Menurut Camat Entikong, Ignatius Irianto, rutinnya aktivitas warga perbatasan melintas ke Tebedu dan wilayah-wilayah Malaysia lain memunculkan problem tersendiri. Tak sedikit warga yang lebih merasa nyaman dengan Negeri Jiran. Dia mengakui bahwa ada ratusan warga di wilayahnya dalam dua dekade terakhir hijrah menjadi warga negara Malaysia. Itu karena minimnya infrastruktur dan keterbelakangan ekonomi di wilayah perbatasan Indonesia – Malaysia. “Semua akibat faktor ekonomi,” keluh irianto.
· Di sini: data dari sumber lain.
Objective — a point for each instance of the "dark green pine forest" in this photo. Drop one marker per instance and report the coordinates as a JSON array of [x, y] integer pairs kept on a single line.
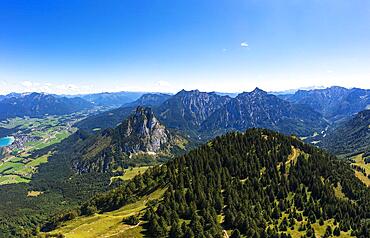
[[254, 184]]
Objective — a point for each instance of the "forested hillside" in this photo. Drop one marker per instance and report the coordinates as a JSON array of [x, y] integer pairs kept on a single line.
[[351, 136], [253, 184]]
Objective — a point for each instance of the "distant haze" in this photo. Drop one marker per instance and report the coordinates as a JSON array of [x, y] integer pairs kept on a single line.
[[75, 47]]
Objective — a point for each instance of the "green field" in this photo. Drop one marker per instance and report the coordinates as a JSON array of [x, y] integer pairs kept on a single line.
[[359, 161], [108, 224], [32, 134], [130, 173]]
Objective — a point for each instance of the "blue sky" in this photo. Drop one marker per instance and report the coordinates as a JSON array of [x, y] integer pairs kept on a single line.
[[77, 46]]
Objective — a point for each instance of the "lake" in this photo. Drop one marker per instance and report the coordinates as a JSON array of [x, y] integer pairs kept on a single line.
[[5, 141]]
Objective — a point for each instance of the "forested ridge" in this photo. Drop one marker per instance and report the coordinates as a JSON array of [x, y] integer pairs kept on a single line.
[[253, 184]]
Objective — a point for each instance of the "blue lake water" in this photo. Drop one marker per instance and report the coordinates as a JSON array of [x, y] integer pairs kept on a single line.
[[5, 141]]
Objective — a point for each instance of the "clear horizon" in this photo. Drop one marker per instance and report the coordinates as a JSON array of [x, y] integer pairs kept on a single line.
[[79, 47]]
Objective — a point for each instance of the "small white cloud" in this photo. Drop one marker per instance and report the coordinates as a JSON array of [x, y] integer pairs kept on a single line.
[[162, 83], [27, 84], [244, 44]]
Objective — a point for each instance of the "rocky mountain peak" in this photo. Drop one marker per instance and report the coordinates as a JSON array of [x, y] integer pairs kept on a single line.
[[142, 131]]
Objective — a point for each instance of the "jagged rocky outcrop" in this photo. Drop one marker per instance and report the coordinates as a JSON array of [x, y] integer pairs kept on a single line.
[[142, 131], [334, 103], [189, 109], [260, 109], [149, 100], [138, 138]]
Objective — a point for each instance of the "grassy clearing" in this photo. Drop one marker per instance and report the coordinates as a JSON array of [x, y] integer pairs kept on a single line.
[[130, 173], [34, 193], [35, 134], [8, 179], [359, 161], [319, 230], [108, 224]]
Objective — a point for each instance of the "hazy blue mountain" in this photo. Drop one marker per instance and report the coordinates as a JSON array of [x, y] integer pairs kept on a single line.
[[111, 118], [112, 99], [40, 104], [187, 110], [334, 103], [149, 100], [351, 136]]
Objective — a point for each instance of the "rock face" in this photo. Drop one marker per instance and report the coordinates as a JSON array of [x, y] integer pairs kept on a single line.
[[141, 136], [149, 100], [189, 109], [334, 103], [142, 132], [260, 109]]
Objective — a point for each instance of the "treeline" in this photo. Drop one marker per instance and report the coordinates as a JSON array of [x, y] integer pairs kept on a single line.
[[245, 183]]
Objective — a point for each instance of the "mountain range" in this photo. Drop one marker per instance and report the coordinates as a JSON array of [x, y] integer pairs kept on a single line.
[[253, 184], [205, 115], [116, 99], [334, 103], [139, 138]]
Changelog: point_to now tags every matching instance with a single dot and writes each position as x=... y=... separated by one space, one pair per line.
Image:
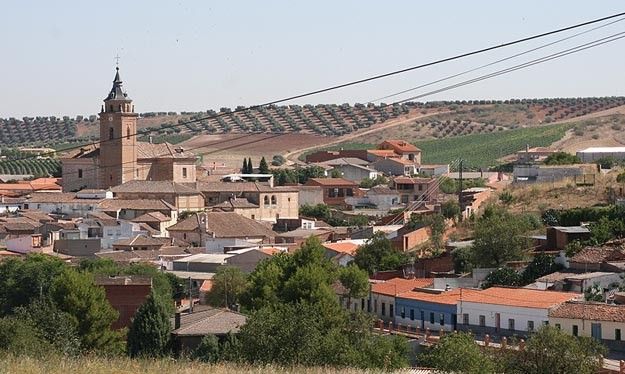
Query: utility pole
x=460 y=202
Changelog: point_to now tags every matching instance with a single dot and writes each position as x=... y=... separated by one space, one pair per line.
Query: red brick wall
x=126 y=300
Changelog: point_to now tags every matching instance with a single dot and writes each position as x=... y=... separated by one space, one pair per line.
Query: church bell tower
x=118 y=138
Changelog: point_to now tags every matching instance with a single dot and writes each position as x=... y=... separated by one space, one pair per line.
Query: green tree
x=504 y=276
x=457 y=353
x=263 y=168
x=75 y=294
x=378 y=254
x=450 y=209
x=550 y=350
x=355 y=281
x=562 y=158
x=150 y=330
x=500 y=237
x=228 y=284
x=208 y=350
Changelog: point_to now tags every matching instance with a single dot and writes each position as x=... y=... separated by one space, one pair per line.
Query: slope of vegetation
x=483 y=150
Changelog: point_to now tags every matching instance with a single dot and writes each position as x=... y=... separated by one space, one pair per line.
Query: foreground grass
x=101 y=365
x=483 y=150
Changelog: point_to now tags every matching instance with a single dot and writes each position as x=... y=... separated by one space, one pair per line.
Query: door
x=595 y=331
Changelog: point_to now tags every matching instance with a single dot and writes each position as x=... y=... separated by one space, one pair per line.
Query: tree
x=499 y=237
x=504 y=276
x=227 y=286
x=355 y=281
x=562 y=158
x=75 y=294
x=457 y=353
x=208 y=350
x=450 y=209
x=263 y=168
x=550 y=350
x=378 y=254
x=150 y=330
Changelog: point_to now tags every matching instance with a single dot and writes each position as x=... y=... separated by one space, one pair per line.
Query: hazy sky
x=58 y=56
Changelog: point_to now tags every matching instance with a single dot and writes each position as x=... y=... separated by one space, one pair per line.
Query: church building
x=118 y=157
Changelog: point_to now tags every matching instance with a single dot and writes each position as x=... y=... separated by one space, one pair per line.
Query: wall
x=448 y=312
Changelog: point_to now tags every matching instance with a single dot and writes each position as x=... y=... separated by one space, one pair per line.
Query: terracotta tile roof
x=330 y=182
x=446 y=297
x=162 y=150
x=138 y=204
x=138 y=186
x=394 y=286
x=152 y=217
x=589 y=311
x=520 y=297
x=225 y=225
x=345 y=247
x=399 y=146
x=610 y=251
x=211 y=321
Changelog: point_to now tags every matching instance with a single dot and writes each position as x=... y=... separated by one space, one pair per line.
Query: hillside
x=461 y=118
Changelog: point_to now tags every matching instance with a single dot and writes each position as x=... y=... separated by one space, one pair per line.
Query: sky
x=58 y=57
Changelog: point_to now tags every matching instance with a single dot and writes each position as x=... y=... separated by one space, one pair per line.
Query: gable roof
x=224 y=225
x=394 y=286
x=209 y=321
x=400 y=146
x=589 y=311
x=520 y=297
x=139 y=186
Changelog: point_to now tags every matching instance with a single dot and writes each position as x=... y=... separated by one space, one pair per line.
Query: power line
x=497 y=61
x=379 y=76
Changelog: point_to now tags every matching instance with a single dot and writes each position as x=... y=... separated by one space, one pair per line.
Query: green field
x=483 y=150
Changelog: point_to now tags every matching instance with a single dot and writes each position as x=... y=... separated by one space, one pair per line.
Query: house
x=507 y=310
x=395 y=166
x=415 y=189
x=126 y=294
x=558 y=237
x=189 y=328
x=335 y=190
x=254 y=200
x=403 y=149
x=603 y=322
x=184 y=198
x=381 y=300
x=608 y=257
x=429 y=308
x=199 y=227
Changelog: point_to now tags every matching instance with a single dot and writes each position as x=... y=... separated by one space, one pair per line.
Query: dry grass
x=123 y=365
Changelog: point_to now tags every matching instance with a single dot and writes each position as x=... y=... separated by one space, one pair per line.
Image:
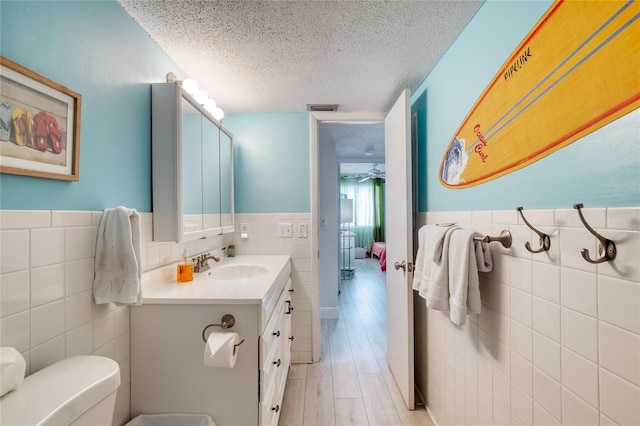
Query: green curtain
x=378 y=210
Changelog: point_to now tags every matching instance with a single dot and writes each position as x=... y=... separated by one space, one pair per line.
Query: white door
x=398 y=229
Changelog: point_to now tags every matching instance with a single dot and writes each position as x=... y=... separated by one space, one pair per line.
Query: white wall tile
x=619 y=303
x=546 y=281
x=23 y=219
x=576 y=412
x=547 y=392
x=522 y=307
x=79 y=276
x=522 y=340
x=572 y=242
x=47 y=246
x=47 y=284
x=546 y=318
x=623 y=218
x=79 y=341
x=620 y=352
x=546 y=356
x=579 y=291
x=14 y=251
x=80 y=243
x=14 y=331
x=580 y=334
x=521 y=405
x=79 y=309
x=619 y=399
x=580 y=376
x=47 y=353
x=542 y=416
x=522 y=373
x=47 y=322
x=625 y=265
x=14 y=293
x=104 y=329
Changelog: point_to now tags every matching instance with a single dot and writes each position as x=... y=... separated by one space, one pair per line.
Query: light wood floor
x=352 y=384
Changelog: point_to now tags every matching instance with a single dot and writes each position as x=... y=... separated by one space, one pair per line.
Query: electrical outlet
x=285 y=230
x=244 y=230
x=303 y=230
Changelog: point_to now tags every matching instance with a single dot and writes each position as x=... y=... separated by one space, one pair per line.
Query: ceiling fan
x=373 y=173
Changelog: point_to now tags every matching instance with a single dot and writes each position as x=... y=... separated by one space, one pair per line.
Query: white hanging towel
x=466 y=258
x=431 y=272
x=118 y=267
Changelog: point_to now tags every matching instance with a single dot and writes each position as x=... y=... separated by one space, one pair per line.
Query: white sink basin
x=237 y=272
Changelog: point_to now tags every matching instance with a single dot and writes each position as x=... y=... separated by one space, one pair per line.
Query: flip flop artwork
x=19 y=126
x=5 y=120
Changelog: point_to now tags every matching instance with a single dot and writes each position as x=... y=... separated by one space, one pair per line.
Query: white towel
x=431 y=273
x=466 y=258
x=118 y=267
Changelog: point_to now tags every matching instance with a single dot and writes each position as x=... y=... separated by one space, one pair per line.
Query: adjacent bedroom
x=362 y=233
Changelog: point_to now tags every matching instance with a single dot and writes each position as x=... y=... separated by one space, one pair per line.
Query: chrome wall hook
x=607 y=248
x=545 y=241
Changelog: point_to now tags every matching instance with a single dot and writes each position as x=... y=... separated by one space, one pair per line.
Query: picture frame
x=39 y=125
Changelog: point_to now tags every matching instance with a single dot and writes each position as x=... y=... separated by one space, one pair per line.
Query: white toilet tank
x=80 y=390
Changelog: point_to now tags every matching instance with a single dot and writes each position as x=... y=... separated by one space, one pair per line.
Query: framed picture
x=39 y=125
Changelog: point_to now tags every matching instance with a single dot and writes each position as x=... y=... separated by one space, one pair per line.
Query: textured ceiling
x=279 y=56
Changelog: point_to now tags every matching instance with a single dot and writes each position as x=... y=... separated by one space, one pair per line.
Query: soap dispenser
x=185 y=269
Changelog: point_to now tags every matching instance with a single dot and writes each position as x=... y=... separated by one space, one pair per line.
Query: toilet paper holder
x=227 y=321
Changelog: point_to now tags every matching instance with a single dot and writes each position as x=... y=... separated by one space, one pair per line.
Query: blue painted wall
x=271 y=162
x=96 y=49
x=601 y=169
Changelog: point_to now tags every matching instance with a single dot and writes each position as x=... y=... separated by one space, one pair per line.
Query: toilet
x=80 y=390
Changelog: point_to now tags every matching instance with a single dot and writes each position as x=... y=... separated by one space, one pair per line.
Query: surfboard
x=576 y=71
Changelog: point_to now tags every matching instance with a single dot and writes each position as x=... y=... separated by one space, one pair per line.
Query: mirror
x=192 y=172
x=192 y=159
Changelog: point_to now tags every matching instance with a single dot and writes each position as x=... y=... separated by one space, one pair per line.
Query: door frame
x=315 y=119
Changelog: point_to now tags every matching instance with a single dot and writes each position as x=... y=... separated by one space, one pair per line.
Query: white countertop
x=159 y=286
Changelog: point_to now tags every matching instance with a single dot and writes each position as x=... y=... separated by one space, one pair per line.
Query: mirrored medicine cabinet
x=192 y=168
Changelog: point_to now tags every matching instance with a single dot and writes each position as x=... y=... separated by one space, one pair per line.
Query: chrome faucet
x=200 y=263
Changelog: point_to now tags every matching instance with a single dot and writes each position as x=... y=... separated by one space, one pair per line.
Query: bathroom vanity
x=167 y=341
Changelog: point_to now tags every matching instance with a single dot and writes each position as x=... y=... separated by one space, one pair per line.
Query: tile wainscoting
x=46 y=279
x=558 y=339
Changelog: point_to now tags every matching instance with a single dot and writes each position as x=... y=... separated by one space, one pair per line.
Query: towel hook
x=545 y=241
x=606 y=248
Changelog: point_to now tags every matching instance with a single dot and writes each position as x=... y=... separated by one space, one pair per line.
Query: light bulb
x=210 y=105
x=190 y=86
x=200 y=96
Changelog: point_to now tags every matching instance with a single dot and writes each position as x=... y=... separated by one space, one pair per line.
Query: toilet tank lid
x=61 y=392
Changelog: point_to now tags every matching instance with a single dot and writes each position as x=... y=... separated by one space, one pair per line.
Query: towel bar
x=504 y=238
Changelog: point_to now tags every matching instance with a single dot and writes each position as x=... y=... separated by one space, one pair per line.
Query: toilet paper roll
x=12 y=369
x=218 y=352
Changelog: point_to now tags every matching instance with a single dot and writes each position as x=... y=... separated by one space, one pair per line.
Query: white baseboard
x=328 y=313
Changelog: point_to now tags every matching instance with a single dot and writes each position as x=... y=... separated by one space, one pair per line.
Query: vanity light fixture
x=191 y=87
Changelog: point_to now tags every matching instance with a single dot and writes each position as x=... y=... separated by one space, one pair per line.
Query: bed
x=379 y=250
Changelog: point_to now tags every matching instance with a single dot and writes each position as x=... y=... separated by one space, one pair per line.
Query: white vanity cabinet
x=167 y=349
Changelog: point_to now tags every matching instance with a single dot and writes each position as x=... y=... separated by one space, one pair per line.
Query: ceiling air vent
x=322 y=107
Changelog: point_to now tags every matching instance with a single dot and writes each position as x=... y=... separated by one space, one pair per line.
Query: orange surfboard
x=576 y=71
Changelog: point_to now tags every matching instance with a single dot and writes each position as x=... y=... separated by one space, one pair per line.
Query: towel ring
x=228 y=321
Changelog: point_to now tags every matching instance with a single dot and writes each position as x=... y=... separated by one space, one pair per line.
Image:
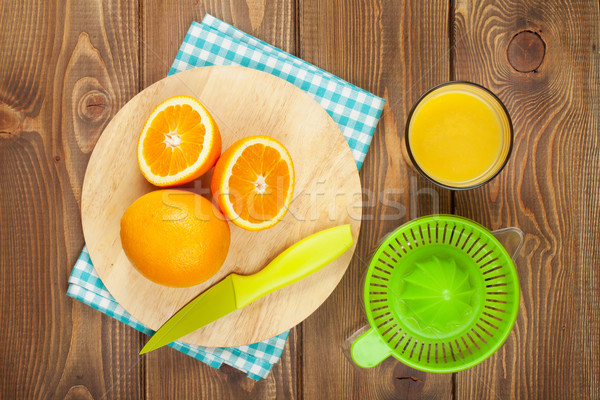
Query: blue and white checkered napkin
x=213 y=42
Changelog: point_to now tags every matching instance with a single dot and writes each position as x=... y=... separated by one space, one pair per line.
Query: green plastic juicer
x=441 y=295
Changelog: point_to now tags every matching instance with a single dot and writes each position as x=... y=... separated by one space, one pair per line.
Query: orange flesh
x=174 y=140
x=259 y=182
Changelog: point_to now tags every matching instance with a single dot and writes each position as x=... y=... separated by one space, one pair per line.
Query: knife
x=237 y=291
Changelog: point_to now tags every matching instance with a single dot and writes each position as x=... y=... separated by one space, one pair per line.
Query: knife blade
x=237 y=291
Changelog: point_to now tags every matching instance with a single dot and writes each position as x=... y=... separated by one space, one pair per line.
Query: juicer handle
x=369 y=349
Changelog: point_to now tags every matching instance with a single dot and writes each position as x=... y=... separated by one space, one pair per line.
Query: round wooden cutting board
x=244 y=102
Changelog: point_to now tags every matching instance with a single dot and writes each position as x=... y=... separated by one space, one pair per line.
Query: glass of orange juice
x=459 y=135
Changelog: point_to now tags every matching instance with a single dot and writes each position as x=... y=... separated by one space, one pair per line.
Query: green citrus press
x=441 y=295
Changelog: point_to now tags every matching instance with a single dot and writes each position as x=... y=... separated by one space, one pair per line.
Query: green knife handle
x=296 y=262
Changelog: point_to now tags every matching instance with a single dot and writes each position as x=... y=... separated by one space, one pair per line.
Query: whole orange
x=175 y=238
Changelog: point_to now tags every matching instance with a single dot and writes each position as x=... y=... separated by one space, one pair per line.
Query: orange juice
x=459 y=135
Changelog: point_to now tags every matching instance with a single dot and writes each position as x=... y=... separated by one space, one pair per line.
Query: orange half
x=253 y=182
x=180 y=141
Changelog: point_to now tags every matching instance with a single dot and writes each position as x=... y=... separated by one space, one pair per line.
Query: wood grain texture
x=164 y=24
x=377 y=46
x=550 y=189
x=326 y=194
x=65 y=68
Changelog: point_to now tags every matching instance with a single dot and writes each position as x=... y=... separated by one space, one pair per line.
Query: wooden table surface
x=66 y=67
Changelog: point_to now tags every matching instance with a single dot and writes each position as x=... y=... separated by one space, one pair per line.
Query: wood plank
x=170 y=374
x=396 y=50
x=65 y=70
x=549 y=190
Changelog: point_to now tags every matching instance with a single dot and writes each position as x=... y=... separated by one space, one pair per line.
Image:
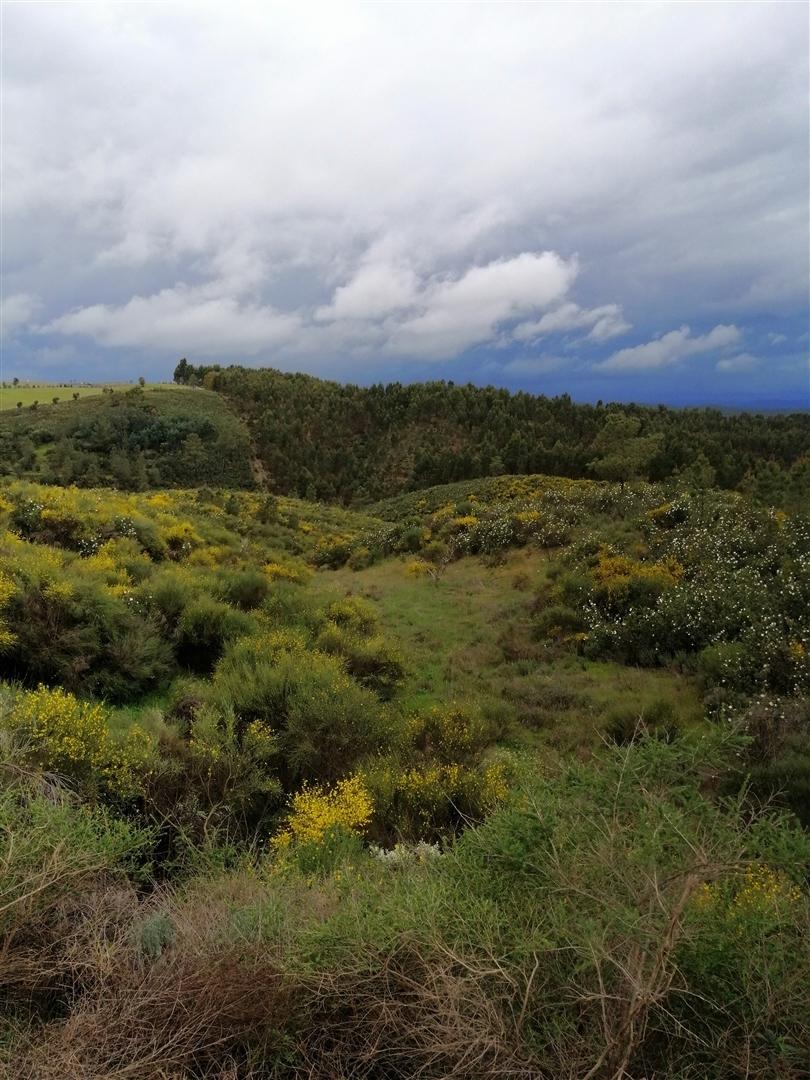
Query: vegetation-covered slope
x=502 y=778
x=327 y=441
x=134 y=440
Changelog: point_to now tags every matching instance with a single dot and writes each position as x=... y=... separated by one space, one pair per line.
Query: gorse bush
x=62 y=734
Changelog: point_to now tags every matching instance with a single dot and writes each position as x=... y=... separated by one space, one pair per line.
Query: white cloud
x=326 y=185
x=669 y=349
x=603 y=323
x=17 y=311
x=743 y=362
x=374 y=291
x=175 y=318
x=467 y=311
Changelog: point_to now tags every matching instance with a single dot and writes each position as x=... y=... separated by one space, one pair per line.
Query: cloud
x=534 y=365
x=669 y=349
x=602 y=323
x=17 y=311
x=174 y=318
x=374 y=291
x=743 y=362
x=468 y=310
x=379 y=183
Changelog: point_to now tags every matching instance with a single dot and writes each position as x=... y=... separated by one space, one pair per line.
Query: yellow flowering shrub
x=759 y=892
x=617 y=575
x=7 y=591
x=280 y=571
x=316 y=811
x=72 y=738
x=449 y=732
x=428 y=801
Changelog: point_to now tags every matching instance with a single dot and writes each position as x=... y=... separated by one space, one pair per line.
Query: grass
x=468 y=636
x=44 y=392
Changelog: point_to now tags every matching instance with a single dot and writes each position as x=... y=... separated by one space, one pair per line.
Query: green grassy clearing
x=468 y=636
x=44 y=392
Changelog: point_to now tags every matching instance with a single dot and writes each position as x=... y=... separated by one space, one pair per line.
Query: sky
x=607 y=200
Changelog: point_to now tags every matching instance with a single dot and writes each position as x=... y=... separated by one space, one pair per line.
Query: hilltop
x=331 y=441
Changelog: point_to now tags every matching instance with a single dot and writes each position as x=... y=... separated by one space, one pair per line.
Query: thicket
x=132 y=440
x=613 y=919
x=228 y=848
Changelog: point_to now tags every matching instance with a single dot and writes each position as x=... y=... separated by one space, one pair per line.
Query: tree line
x=331 y=441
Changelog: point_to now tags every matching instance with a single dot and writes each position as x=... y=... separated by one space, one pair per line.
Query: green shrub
x=325 y=721
x=354 y=613
x=243 y=589
x=204 y=629
x=372 y=661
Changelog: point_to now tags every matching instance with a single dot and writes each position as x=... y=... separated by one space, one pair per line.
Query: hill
x=534 y=747
x=132 y=439
x=329 y=441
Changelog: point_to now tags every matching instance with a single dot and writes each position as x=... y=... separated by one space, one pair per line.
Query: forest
x=322 y=440
x=402 y=731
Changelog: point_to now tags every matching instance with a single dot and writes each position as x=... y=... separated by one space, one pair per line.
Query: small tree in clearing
x=622 y=454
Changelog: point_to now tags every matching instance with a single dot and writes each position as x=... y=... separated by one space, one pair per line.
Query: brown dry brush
x=417 y=1012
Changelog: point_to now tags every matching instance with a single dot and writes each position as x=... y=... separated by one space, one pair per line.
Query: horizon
x=615 y=207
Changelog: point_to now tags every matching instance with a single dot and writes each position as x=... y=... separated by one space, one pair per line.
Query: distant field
x=44 y=392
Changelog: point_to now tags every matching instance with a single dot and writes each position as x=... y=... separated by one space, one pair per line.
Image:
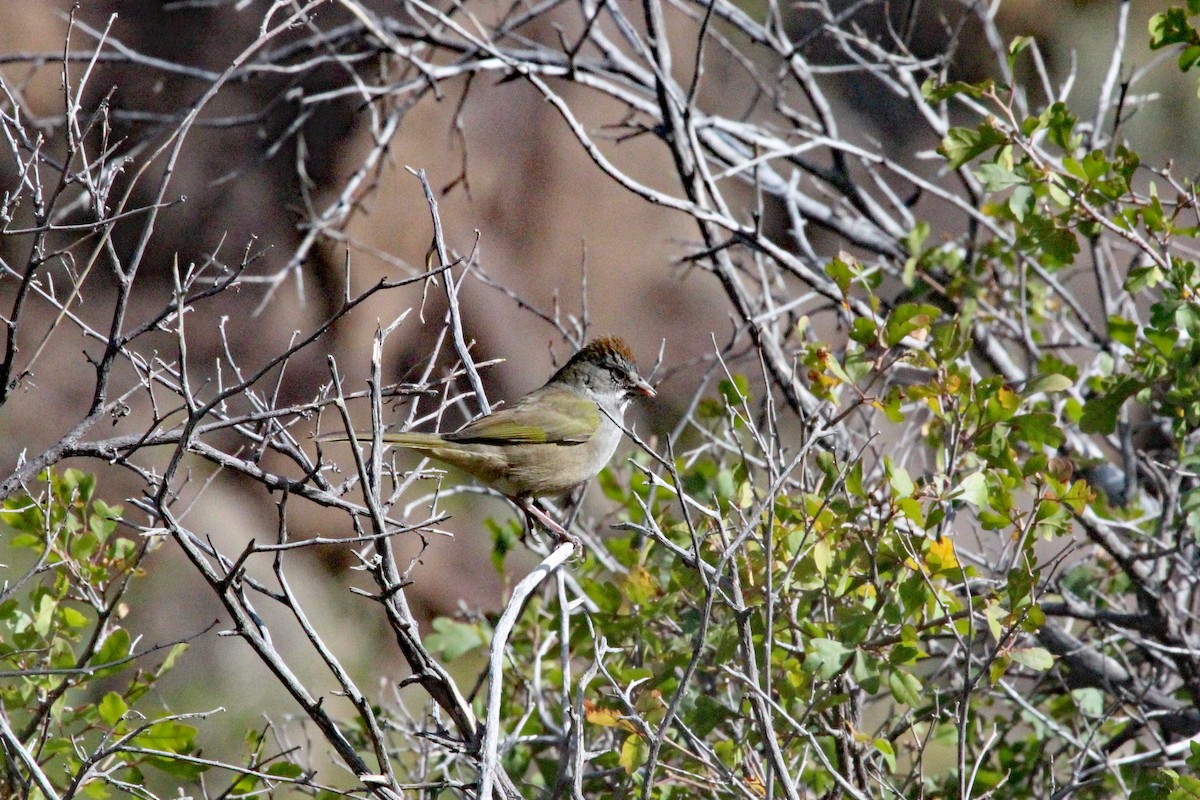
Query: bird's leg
x=533 y=512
Kebanyakan WNI yang hijrah menjadi warga negara Malaysia itu berasal dari Suruh Tembawang, salah satu desa di wiayah Entikong. Suruh Tembawang adalah desa paling terpencil di perbatasan RI-Malaysia. Desa itu berjarak sekitar 64 kilometer dari Entikong, Ibukota Kecamatan.
Irianto juga mengkhawatirkan nasib Pegawai Negeri Sipil (PNS) yang bertugas di perbatasan. Karena sulitnya akses, tak jarang mereka hidup serbasusah. Untuk mengambil gaji bulanan saja, perjalanan dari Suruh Tembawang ke Entikong membutuhkan dana sedikitnya Rp1 juta untuk menyewa perahu motor. Jika ingin lebih mudah, maka mereka harus menyeberang sungai ke wilayah Malaysia dan berjalan melintasi hutan selama sehari penuh untuk bisa mencapai masuk kembali ke wilayah Indonesia via Tebedu-Entikong “Apa yang terjadi jika ada di antara mereka bergaji kurang dari Rp 1 juta? Anda coba bantu saya menjawab,” katanya.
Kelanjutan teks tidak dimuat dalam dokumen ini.